Now author Ryan K. Noppen recaps those efforts in his compact chronicle, German Commerce Raiders 1914-18 – number 228 in Osprey’s New Vanguard range.
Contents commence with historical notes, strategic background, operational considerations and “German naval units abroad in August 1914”.
The analysis then segues to summaries of individual warships themselves:
- Cruisers
- Converted Liners
- Converted Freighters
– a force of light cruisers and auxiliary cruisers or Hilfskreuzer – all backed by supporting colliers, merchant vessels and wireless communications assets. Entries recap specifications – and include operational summaries.
SMS Emden, for instance, sunk nearly 79,000 tons of Allied shipping over 60 days – and “at one point had 16 warships hunting the solitary raider, thus achieving exactly the kind of objective the Admiralstab hoped for from commerce raiding”.

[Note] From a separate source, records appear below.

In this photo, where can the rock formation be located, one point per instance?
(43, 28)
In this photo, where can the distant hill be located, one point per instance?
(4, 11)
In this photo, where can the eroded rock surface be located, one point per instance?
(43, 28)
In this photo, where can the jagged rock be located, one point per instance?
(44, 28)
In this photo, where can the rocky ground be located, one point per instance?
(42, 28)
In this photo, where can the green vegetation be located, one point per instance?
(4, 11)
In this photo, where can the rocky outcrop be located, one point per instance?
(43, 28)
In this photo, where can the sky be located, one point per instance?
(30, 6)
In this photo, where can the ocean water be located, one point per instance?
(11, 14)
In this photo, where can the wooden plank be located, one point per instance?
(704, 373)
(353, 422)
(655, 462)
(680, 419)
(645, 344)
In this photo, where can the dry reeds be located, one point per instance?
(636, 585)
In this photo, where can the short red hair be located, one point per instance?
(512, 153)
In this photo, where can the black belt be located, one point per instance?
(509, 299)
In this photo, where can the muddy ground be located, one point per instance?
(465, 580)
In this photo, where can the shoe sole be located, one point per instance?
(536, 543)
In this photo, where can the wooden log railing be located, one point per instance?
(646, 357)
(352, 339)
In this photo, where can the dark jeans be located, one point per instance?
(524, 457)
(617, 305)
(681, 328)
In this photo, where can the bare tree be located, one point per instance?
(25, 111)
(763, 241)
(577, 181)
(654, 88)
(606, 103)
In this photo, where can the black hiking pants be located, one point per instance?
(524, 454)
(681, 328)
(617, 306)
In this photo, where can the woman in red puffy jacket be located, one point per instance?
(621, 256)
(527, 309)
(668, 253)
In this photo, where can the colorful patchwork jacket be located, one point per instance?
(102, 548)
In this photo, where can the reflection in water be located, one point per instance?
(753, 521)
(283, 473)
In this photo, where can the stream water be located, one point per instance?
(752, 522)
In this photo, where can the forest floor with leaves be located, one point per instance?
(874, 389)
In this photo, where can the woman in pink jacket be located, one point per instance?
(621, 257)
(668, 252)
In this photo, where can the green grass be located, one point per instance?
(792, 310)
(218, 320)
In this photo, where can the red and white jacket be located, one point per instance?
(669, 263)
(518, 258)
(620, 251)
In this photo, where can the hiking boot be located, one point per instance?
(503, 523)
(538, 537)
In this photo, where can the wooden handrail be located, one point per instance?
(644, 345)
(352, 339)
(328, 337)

Photos, color plates and action paintings illustrate Osprey’s effort. Extended captions also augment the account. And a conclusion, selected bibliography and index conclude contents.
Historians still debate the effectiveness of Imperial Germany’s commerce raiders. They accounted, author Noppen notes, for only 5% of the Allied shipping losses inflicted by U-boats – leading some “to argue that the results of the surface campaign did not justify its expense”.
Still, Noppen observes, they tied down a disproportionate number of enemy warships and diverted resources “from other fronts”. Moreover, “their presence alone caused panic among British shipping lines, resulting in delays and shortages of goods at times as well as inflated maritime insurance rates”. And their “propaganda value” could not be measured in “terms of tonnage.”
Judge for yourself. Get this ripping little read.
Roundly recommended!
My sincere thanks to Osprey Publishing for this review sample!